Laura and I spent most of our working lives living paycheck to paycheck. It was only a year or two ago we finally got a little bit over that hurdle. She says yeah we did that about a year or two ago and now what do you want to do, go ruin it all and run for governor.Schellinger, of course, hasn't been living from paycheck to paycheck in the sense many, average working men and woman of Indiana live with this reality for a very long time, if ever. Schellinger is in fact a multi-millionaire owner of CSO Architects. Schellinger has become very wealthy doing architectural work for school projects and other government-funded projects around the state of Indiana. Often these architectural plans are simply cookie-cutter plans that are peddled from one school to another. Taxpayers, however, are hit with large architectural fees for the design work, which is typically based on a percentage of the project regardless of how little time the architectural firm may have spent working on the project. Those projects are financed entirely by property tax levies for bond issues, which are imposed without a referendum. Schellinger's business took a hit when Gov. Daniels took office and imposed a moratorium on school construction projects, which were proliferating statewide with a huge hit on property taxpayers.

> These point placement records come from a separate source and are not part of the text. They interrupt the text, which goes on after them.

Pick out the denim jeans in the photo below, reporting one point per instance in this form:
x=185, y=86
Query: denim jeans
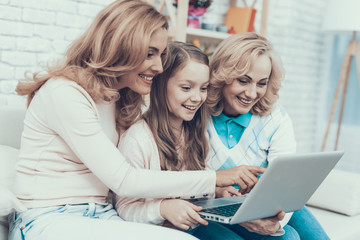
x=307, y=226
x=82, y=221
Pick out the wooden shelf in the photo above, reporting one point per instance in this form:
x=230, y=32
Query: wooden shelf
x=201, y=33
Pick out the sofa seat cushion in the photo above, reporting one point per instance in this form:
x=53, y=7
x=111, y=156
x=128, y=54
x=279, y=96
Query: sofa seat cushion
x=8, y=201
x=338, y=226
x=339, y=192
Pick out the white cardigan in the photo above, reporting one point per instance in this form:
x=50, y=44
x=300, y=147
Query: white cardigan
x=69, y=156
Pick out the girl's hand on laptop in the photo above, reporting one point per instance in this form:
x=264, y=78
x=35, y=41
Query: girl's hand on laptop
x=265, y=226
x=227, y=192
x=182, y=214
x=244, y=176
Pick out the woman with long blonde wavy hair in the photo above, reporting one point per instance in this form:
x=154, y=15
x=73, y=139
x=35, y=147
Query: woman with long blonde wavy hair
x=76, y=111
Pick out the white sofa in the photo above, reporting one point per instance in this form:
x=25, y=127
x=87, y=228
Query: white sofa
x=336, y=203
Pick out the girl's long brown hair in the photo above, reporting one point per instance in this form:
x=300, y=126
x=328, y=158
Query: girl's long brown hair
x=115, y=43
x=157, y=116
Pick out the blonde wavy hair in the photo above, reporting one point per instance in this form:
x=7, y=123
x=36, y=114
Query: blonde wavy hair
x=116, y=42
x=232, y=59
x=157, y=116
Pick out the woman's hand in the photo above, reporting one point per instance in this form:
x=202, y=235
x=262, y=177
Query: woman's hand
x=182, y=214
x=244, y=176
x=227, y=192
x=265, y=226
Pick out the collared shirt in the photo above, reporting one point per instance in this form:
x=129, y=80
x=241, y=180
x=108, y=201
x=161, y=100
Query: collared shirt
x=230, y=129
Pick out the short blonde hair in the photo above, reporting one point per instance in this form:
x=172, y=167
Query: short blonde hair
x=116, y=42
x=232, y=59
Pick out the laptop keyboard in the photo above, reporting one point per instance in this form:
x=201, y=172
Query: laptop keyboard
x=226, y=211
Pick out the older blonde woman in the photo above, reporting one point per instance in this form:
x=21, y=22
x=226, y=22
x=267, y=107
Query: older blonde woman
x=247, y=127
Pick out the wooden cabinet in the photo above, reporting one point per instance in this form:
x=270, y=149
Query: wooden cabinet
x=178, y=22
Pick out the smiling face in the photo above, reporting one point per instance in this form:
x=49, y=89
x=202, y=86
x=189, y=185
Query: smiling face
x=140, y=79
x=186, y=92
x=244, y=92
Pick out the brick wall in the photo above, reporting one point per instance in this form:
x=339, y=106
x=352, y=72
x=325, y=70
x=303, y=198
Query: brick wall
x=34, y=32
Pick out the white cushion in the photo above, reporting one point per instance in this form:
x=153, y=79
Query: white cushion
x=8, y=204
x=8, y=159
x=340, y=192
x=8, y=201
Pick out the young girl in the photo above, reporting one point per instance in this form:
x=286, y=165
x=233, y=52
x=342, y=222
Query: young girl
x=171, y=136
x=247, y=127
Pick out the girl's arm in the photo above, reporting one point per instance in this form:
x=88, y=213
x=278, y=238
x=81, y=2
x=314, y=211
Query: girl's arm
x=138, y=143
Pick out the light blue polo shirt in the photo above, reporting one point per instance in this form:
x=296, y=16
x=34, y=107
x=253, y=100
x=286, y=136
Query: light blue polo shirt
x=230, y=129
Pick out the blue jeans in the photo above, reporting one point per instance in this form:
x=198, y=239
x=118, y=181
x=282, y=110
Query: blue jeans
x=83, y=222
x=307, y=226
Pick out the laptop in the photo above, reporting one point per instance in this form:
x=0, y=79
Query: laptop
x=287, y=184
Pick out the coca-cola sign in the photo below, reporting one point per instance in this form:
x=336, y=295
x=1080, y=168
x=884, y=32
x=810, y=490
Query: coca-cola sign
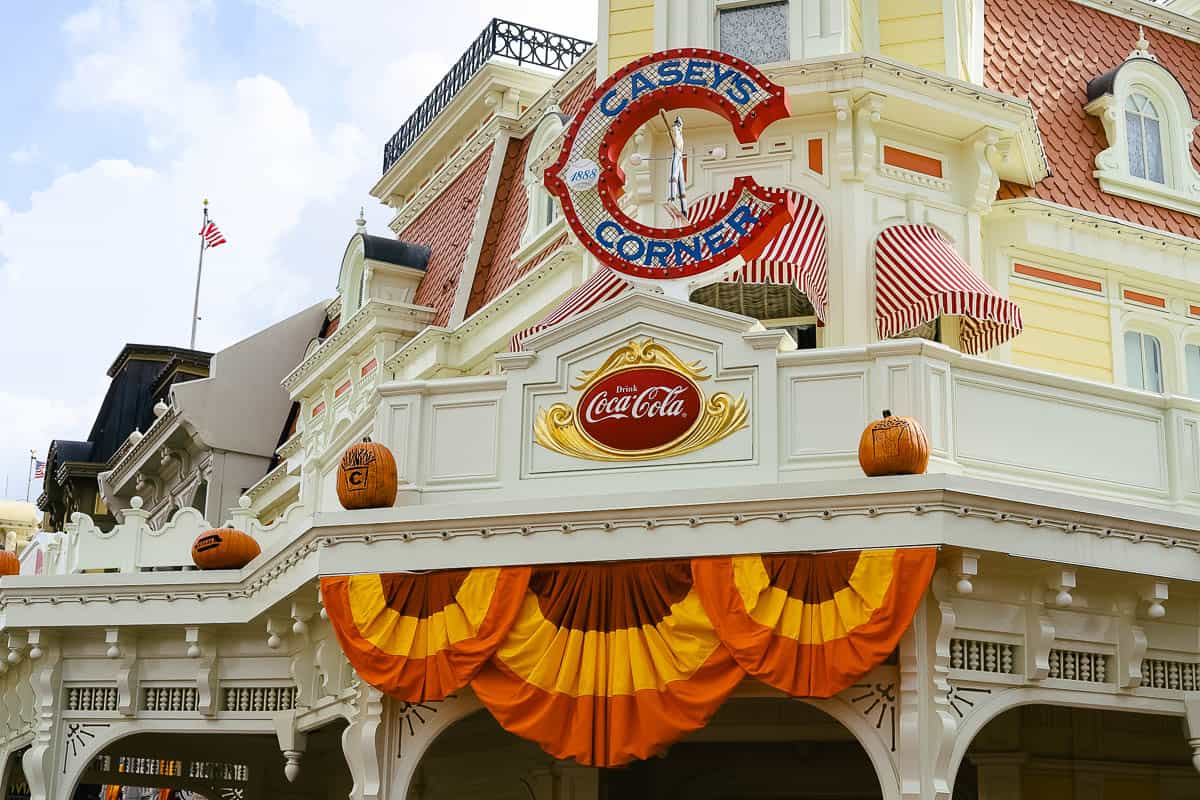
x=640, y=408
x=641, y=403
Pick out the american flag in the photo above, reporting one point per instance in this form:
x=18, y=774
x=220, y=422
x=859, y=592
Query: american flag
x=211, y=234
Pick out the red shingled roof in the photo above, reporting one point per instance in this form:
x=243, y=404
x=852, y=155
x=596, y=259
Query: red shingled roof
x=1048, y=50
x=497, y=271
x=445, y=227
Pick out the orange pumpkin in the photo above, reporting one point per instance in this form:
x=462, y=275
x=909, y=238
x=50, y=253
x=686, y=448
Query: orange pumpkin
x=366, y=477
x=223, y=548
x=894, y=445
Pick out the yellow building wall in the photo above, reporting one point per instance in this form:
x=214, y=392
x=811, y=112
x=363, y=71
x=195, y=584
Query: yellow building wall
x=1065, y=334
x=855, y=12
x=912, y=31
x=630, y=31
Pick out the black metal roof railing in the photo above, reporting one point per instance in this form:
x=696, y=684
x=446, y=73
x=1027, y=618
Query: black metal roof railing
x=501, y=37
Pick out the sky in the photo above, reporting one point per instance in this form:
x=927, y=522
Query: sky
x=120, y=116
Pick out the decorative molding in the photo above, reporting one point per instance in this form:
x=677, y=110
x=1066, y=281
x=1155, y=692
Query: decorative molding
x=309, y=540
x=91, y=698
x=1146, y=14
x=1078, y=665
x=168, y=698
x=257, y=699
x=484, y=136
x=978, y=655
x=1170, y=674
x=370, y=312
x=1078, y=218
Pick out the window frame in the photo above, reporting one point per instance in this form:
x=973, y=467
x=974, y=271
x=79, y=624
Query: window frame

As Frugal Hoosiers points out to further illustrate this point, Schellinger contributed hundreds of thousands of dollars to Democratic candidates and committees during this same period he claimed to be living from paycheck to paycheck. "I am here with you," Schellinger told a labor day crowd in Anderson according to WTHR. " I am here for you and I am here because of you." I'm not so sure about the "I am here for you" bit, but I think he's dead right when he says "I am here because of you." Yeah, without all those property taxes you paid to finance the construction of all those public improvements that made him rich, he wouldn't have a prayer at winning the Democratic nomination for Governor.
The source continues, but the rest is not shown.